The Competitive Enterprise Institute (CEI) also submitted a legal brief to the court July 10 arguing that unions often use forced union dues to pay for conferences and conventions, where many activities are political in nature. Those conferences have allegedly involved discussions on gun control laws and election protests.
“It’s encouraging that the Supreme Court accepted this landmark case addressing the First Amendment rights of all public workers,” Trey Kovacs, labor policy expert at CEI, said in a statement provided to InsideSources. “No hardworking man or woman should be compelled to fund a labor union that does not represent their values or interests. For far too long, workers nationwide have been forced to finance unions they didn’t vote to join and pay to support inherently political organizations. It is time to stop this state-backed union funding scheme.”
Illinois Republican Gov. Bruce Rauner first launched the current challenge by issuing an executive order in 2015 directing the state to stop taking union fees from state workers who were not union members.
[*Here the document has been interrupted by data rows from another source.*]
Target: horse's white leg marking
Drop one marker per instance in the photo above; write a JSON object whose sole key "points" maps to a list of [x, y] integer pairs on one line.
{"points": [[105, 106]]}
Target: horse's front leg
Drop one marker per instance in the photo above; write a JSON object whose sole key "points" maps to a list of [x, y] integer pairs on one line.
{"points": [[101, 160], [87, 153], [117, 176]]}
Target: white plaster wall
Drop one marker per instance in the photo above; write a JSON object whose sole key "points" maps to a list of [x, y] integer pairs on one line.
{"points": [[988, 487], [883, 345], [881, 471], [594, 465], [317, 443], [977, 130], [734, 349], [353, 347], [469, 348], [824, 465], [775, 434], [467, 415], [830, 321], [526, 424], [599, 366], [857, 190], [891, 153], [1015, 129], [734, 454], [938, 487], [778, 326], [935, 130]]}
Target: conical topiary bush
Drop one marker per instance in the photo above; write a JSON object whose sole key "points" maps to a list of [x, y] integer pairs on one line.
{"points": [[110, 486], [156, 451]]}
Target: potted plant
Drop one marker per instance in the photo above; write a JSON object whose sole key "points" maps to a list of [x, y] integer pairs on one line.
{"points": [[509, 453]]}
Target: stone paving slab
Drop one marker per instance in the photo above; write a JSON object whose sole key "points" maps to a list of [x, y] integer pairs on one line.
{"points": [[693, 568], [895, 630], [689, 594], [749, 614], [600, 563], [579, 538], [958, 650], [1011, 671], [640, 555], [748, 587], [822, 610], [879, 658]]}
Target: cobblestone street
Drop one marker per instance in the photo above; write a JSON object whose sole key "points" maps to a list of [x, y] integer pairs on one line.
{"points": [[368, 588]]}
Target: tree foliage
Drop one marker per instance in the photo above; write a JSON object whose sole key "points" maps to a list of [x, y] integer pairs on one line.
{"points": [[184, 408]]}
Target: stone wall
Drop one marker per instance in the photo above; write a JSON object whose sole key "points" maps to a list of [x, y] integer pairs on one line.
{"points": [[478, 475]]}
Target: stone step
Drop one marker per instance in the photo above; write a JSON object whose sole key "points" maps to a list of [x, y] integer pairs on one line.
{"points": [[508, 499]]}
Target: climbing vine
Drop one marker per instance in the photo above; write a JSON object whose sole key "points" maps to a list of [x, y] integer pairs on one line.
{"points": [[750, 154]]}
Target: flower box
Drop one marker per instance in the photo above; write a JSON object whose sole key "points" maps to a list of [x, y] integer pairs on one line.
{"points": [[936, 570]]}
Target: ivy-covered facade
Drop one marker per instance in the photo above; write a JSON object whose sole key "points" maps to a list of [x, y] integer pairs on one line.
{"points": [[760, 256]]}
The governor also filed a lawsuit in federal court, asking it to affirm his decision was legal.
Illinois Attorney General Lisa Madigan, a Democrat, and some state unions moved in to counter the lawsuit. They argued the governor didn’t have standing to bring the lawsuit because he didn’t have to pay union dues or fees. A person with legal standing has a right to bring a lawsuit because they were harmed by a law or action.
NRTW and LJC decided to intervene when they saw the case was in trouble. They joined the case by offering legal assistance to the three state workers. A federal judge ruled a short time later that the governor did not have standing to proceed with the case, but the three state workers did.
Labor unions have a lot to lose if the lawsuit ends mandatory union dues in the public sector. The Bureau of Labor Statistics (BLS) reported that the union membership rate stands at 34.4 percent for public-sector workers, but only 6.4 percent for private. At the same time, federal workers aren’t required to fund unions but often do anyway.
Congressional Republicans have also introduced a bill aimed at making union dues and fees optional for all workers. Republicans hold a congressional majority, making its passage a possibility. President Donald Trump has already expressed his support for right-to-work laws and is likely to sign such a bill.
Janus v. AFSCME could become one of the most impactful lawsuits when it comes to national labor law if the justices decide to reverse course on current case precedents.